Em nome do legalismo e da ordem social, a violência e a repressão são impostas às sociedades, como se o opressor fosse alívio para as pessoas pacatas! O uso da força representa a resposta aos grupos desobedientes. Partir para a aplicação da força demonstra que aquele legalismo e que aquela ordem social não correspondem a todos os verdadeiros desejos da sociedade. A tolerância repressiva consiste em falsificar a liberdade, enquanto a tolerância real acredita na existência da verdade concreta, a qual só se pode descobrir e experimentar através do exercício permanente da liberdade. Nem se fale na liberdade de impor, nem se fale na liberdade de apenas obedecer, obedecer...

Os princípios mais centrais da desobediência civil foram elaborador por Henry David Thoreau (1817-1862), por John Ruskin (1819-1900), por Leon Tolstói (1828-1910), por Mohandas Karamchand (Mahatma) Gandhi (1869-1948) e Martin Luther King, Jr. (1929-1968). Cada um em lugares diferentes, cada um em lugares diferentes, normalmente em seu próprio país, pensou e agiu de acordo com a desobediência civil. Além disto, alguns deles viveram épocas distintas. Mas é indiscutível que acima de tudo eles aperfeiçoaram não somente os princípios da desobediência civil, como também acrescentaram algo novo em sua realização. Surgidos em lugares e em épocas desiguais, eles ainda mais possuíam formação intelectual e situação social bastante diversas. 

O filósofo norte-americano Thoreau exerceu mais comumente a profissão de professor primário, depois de frequentar o ambiente intelectual do Harvard College. Por seu lado, Ruskin nasceu na Inglaterra, na família de rico comerciante. Realizou-se como escritor, sociólogo e crítico de arte, tendo feito brilhante carreira universitária em Oxford.
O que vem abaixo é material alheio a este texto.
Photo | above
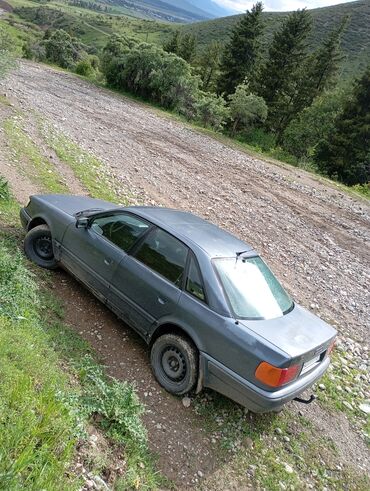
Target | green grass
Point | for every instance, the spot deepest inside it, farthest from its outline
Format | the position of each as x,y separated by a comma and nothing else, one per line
52,387
355,42
86,167
274,452
345,389
28,158
37,437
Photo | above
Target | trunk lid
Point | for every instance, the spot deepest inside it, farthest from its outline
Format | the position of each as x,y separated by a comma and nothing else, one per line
300,334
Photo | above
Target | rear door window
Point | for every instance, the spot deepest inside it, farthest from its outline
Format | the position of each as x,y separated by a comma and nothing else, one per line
164,254
121,229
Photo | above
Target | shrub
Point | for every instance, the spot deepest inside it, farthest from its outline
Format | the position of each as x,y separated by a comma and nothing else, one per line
88,67
4,190
246,108
211,110
312,124
152,73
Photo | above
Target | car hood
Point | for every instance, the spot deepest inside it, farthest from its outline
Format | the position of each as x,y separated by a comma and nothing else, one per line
73,204
297,333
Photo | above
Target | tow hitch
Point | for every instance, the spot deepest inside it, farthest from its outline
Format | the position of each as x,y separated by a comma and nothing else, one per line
305,401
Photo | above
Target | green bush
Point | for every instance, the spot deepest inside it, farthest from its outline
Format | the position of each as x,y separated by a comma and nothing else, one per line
260,138
4,189
246,109
62,49
211,110
88,67
312,124
151,73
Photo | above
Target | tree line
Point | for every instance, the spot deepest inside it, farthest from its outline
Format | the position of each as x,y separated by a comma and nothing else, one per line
283,98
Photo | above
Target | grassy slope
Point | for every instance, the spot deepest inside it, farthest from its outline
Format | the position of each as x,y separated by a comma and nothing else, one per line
355,44
94,28
51,387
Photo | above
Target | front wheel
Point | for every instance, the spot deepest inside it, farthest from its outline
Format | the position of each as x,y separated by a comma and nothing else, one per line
174,362
38,247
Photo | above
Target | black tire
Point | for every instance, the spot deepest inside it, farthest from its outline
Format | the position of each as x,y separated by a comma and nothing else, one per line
38,247
174,361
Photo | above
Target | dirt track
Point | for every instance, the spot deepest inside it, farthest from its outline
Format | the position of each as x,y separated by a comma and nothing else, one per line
315,237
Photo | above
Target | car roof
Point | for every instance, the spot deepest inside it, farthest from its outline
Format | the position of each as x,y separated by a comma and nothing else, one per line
191,228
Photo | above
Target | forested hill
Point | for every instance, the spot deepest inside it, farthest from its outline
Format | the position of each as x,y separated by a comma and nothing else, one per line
355,41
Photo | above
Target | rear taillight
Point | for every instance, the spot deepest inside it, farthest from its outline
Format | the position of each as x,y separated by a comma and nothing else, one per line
274,376
331,347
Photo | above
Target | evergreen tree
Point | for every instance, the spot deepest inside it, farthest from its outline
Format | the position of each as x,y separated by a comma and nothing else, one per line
246,109
279,76
208,65
345,153
187,48
242,52
320,70
172,45
184,46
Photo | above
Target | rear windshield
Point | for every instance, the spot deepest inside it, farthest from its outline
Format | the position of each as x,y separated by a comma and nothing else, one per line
251,288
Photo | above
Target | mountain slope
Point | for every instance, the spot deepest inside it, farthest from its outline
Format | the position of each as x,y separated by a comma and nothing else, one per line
355,41
212,8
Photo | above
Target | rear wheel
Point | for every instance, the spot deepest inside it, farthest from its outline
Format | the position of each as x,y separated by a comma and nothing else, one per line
174,362
38,247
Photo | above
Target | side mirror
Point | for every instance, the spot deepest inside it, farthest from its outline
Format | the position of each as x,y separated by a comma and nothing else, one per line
82,222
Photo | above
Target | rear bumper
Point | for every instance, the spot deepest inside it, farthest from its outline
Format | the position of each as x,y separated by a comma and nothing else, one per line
25,218
218,377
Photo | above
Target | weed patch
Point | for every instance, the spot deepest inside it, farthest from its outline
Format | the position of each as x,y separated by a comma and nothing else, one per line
52,389
86,167
273,451
28,158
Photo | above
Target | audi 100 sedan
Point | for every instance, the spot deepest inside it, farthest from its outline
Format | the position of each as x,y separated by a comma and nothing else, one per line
211,311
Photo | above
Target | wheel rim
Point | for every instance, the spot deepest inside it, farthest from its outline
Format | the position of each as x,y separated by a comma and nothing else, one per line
43,247
173,363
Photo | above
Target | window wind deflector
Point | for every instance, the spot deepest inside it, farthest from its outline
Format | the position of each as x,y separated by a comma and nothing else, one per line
238,254
88,212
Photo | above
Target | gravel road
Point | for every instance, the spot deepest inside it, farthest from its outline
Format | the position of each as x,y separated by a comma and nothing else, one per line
315,237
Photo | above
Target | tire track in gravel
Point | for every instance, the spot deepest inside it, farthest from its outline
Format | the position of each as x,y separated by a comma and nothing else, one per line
315,237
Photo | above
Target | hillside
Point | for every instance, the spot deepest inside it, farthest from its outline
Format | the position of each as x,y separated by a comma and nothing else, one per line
313,234
94,27
355,43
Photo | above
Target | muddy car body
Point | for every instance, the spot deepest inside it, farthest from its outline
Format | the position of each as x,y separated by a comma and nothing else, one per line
174,278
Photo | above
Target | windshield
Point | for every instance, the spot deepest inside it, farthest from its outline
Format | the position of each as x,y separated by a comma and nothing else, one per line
251,288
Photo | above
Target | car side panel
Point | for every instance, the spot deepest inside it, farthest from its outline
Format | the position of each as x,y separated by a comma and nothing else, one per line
91,258
141,295
226,341
56,219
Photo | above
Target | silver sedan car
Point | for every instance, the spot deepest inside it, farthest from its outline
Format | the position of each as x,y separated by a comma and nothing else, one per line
210,309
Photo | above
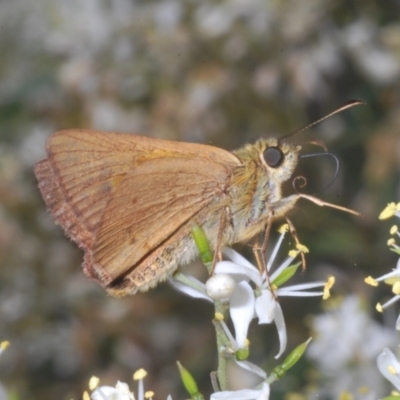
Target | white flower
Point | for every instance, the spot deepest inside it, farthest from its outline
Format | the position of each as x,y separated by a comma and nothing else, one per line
244,394
392,278
246,302
264,306
389,367
119,392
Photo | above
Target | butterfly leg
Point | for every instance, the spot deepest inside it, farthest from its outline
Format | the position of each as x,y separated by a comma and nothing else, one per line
293,232
226,217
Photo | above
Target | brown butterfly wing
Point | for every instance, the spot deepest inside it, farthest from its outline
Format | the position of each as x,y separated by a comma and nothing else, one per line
150,206
119,196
Leon Tolstói, conde russo, recebeu educação aristocrática, a qual acabou por criticar e, no fim de sua existência, chegou até a rejeitar totalmente. Colocou-se entre os mais perfeitos escritores russos,  senão universal, dedicando-se a descrever os principais aspectos da vida imperial, das desgraças e dos costumes do povo na Rússia. Já Gandhi pertenceu à família de um Primeiro-Ministro do Rajá (monarca) dos pequenos reinos de Porbandar, Rajkot e Bankaner, na Índia Ocidental. Estava ligado à casta dos mercadores, como seu pai. Contra as normas desta casta, Gandhi embarcou para a Inglaterra, onde ingressou na Faculdade de Direito, tornando-se posteriormente advogado.

O norte-americano Martin Luther King, Jr. seguiu o caminho de seu pai, atuando como copastor da Igreja Batista Ebenezer, de Atlanta, na Geórgia (EUA), após diplomar-se em Teologia e Filosofia. Embora voltados a profissões diferentes, tanto Gandhi como Luther Kinga, Jr. se destacaram como organizadores da população, como escritores e como conferencistas. Ambos foram assassinados por motivos apenas mais ou menos esclarecidos. 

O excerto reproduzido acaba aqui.